NASA has announced that DART (Double Asteroid Redirection Test) mission is scheduled to launch on Nov. 24. The SpaceX Falcon 9 rocket will carry the mission and will be launched from the Vandenberg Air Force Base in California.
The space agency is testing a planetary defense system that could prevent Earth from “hazardous asteroids”. The asteroid defense plan is called the kinetic impactor technique, which includes shooting spacecraft at the asteroid. The spacecraft will move at a speed of 15,000 miles per hour to change its route.
NASA said, “DART will be the first demonstration of the kinetic impactor technique to change the motion of an asteroid in space,”
The DART’s will object binary asteroid labeled as Didymos. The Didymos asteroid system is made up of a 780-meter asteroid and a lesser “moonlet” calculating 160 meters across.
The spacecraft will intentionally crash into the moonlet by expanding cameras and autonomous navigation at a speed of 6.6 kilometers per second.
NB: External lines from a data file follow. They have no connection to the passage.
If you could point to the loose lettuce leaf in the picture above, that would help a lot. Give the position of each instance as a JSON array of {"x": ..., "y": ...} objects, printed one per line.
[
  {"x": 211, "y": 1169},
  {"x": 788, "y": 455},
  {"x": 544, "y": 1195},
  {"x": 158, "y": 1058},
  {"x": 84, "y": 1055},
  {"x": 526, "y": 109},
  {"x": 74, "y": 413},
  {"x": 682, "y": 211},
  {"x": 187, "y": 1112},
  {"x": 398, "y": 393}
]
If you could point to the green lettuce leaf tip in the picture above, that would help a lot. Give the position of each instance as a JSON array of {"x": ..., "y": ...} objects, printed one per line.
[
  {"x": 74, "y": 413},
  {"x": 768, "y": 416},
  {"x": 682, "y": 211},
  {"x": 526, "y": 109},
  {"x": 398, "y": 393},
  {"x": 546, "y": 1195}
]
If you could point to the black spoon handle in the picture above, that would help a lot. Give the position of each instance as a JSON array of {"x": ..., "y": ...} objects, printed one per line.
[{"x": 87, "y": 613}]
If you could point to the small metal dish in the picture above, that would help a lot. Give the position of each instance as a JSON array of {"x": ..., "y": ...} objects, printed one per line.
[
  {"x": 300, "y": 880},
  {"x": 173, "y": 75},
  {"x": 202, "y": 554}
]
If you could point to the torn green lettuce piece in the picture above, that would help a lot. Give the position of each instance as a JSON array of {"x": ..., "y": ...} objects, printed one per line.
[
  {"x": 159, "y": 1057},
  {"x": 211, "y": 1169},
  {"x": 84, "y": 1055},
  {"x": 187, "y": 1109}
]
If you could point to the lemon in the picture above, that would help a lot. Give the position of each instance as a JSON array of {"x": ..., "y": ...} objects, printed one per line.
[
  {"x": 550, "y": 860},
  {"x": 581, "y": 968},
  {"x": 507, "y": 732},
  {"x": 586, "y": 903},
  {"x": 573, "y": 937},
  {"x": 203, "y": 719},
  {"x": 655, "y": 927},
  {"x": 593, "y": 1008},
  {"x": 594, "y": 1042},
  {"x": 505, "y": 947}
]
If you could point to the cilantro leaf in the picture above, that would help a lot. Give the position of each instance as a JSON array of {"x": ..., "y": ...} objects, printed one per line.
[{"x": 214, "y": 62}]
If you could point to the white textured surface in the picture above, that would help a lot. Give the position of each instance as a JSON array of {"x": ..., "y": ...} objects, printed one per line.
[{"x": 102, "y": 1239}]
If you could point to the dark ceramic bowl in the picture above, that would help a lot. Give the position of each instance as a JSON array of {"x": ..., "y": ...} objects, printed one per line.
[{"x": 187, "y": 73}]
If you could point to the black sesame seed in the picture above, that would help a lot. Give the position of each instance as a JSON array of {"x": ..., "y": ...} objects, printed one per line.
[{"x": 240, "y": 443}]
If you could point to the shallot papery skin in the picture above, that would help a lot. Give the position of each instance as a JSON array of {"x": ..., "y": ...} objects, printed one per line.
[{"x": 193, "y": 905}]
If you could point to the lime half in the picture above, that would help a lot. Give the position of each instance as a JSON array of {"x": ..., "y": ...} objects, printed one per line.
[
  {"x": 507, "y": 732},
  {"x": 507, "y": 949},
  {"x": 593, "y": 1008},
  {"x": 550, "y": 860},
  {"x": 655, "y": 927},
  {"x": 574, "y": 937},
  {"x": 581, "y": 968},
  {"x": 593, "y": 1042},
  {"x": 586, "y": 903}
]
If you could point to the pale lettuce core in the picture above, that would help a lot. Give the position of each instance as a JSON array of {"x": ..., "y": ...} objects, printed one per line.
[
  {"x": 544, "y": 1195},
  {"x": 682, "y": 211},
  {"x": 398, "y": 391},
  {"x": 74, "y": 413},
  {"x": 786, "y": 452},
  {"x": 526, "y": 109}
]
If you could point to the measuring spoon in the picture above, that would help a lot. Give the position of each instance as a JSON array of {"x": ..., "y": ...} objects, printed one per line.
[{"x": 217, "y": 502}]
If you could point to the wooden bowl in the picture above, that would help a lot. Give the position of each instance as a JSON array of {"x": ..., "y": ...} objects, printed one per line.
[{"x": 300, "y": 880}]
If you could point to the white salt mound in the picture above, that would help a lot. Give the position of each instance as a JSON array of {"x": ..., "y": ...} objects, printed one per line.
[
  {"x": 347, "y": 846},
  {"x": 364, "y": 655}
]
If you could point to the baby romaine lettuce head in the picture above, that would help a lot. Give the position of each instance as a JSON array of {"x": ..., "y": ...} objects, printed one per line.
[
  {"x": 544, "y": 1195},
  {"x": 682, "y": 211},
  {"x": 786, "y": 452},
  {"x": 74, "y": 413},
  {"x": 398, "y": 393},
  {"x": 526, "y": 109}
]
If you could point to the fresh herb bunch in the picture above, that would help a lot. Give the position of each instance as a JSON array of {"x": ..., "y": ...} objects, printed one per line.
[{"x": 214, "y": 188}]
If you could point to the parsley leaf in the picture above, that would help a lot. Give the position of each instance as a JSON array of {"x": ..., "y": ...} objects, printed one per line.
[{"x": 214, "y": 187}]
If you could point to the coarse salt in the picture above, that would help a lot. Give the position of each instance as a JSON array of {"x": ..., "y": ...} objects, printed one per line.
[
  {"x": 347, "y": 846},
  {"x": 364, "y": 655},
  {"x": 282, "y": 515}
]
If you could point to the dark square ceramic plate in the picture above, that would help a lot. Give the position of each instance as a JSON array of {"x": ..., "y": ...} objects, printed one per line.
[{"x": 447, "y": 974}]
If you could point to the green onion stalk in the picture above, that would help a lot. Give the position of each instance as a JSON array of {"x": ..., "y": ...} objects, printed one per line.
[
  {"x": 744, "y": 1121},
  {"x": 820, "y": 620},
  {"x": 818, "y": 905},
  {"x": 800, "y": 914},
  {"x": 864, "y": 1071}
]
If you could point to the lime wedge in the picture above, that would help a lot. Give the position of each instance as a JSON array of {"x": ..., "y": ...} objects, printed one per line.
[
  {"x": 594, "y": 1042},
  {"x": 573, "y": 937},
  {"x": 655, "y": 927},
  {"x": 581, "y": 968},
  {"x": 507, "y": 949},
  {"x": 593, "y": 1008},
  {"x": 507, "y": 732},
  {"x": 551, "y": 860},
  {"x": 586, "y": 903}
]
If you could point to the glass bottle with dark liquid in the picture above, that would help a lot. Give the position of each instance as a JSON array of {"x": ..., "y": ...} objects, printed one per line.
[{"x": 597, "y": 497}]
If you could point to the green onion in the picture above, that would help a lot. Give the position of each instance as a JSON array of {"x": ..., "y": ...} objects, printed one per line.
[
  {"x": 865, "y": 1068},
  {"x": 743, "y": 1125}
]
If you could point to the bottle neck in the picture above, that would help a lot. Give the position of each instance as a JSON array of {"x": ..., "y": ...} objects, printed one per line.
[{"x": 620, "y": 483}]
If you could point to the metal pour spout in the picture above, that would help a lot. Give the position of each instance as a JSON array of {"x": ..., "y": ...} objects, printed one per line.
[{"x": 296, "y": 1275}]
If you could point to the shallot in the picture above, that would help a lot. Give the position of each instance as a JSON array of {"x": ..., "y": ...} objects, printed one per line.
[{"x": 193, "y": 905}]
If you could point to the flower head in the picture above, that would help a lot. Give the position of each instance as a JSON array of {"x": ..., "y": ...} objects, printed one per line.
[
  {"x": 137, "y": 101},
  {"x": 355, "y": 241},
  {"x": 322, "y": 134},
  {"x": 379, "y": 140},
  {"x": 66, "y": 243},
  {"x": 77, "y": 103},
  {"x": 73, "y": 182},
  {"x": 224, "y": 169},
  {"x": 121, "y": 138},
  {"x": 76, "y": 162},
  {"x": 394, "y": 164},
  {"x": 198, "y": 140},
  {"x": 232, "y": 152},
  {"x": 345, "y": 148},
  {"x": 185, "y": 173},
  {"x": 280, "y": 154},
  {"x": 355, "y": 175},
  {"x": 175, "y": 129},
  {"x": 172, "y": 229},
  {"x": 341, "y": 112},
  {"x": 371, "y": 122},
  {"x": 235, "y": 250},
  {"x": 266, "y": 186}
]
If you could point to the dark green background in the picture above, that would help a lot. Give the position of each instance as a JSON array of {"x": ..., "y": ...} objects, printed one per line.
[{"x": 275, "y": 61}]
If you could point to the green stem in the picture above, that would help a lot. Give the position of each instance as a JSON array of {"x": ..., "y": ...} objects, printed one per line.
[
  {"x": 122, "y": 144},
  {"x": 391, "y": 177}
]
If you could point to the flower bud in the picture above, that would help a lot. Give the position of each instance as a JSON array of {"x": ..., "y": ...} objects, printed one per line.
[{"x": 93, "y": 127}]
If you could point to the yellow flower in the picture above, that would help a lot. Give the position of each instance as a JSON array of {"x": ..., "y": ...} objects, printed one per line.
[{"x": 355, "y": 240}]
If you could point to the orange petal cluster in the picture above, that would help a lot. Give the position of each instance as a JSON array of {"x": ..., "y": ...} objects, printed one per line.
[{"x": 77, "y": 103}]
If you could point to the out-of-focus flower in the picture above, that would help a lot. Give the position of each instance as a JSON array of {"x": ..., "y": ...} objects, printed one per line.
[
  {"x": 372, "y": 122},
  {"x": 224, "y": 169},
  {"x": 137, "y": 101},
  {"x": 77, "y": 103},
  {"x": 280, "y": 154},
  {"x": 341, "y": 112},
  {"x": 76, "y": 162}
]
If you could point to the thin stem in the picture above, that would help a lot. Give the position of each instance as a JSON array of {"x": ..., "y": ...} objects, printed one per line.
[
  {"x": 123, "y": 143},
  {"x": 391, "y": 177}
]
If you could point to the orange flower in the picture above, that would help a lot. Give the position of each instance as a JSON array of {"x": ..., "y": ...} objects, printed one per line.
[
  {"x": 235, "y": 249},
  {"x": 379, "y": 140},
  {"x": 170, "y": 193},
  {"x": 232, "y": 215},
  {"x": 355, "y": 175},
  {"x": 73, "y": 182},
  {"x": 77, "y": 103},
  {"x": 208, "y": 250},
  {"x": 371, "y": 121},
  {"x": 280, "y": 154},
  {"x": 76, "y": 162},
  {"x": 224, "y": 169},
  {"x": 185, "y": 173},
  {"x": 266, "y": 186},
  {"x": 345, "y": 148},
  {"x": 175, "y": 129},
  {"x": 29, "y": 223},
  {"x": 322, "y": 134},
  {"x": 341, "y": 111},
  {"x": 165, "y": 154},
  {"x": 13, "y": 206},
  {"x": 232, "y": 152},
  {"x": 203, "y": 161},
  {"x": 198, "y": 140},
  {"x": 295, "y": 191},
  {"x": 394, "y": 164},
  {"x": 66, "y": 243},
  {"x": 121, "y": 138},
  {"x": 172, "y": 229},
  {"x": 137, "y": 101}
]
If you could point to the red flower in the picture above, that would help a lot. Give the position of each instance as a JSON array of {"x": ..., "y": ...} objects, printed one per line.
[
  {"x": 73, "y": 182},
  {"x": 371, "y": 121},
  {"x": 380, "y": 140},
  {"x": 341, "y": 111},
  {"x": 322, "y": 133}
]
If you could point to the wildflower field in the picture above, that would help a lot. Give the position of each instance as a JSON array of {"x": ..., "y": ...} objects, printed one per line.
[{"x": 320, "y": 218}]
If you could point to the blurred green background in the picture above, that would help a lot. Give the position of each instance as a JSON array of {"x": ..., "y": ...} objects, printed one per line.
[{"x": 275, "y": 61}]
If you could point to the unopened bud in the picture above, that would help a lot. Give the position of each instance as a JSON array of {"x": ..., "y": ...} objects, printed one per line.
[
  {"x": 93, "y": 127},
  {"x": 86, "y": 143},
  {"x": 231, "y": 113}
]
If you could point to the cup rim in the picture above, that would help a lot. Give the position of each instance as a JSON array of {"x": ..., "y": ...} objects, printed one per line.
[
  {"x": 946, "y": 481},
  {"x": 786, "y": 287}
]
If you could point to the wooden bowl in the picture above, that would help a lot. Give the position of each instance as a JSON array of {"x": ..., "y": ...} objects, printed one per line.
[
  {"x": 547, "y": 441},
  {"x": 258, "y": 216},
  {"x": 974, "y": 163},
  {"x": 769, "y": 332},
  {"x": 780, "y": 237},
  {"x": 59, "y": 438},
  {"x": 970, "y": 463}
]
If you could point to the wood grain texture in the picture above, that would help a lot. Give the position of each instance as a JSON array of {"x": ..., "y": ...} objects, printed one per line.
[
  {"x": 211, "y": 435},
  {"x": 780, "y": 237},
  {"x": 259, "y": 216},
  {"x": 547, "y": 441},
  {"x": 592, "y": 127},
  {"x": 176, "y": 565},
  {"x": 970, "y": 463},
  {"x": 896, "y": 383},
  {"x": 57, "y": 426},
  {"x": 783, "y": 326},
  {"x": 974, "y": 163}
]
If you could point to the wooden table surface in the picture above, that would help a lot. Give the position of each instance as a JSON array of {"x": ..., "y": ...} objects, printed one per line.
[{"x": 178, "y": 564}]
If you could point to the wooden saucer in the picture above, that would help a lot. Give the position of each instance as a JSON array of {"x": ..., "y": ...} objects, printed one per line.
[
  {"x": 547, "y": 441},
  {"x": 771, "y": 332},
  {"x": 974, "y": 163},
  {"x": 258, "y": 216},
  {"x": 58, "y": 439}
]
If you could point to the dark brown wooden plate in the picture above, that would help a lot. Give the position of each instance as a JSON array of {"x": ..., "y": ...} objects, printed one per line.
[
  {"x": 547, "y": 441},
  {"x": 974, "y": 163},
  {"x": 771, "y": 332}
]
The Didymos’ moonlet is 160 meters in size and one kilometer away from it. NASA has a plan to first knock out the smaller moonlet as it could significant threat to Earth than the Didymos’ which is 780 meters in size.
After the launch, the DART mission will drive its way to the asteroid over the progression of the year and lastly smashing into the exterior of the asteroid roughly around September 2022.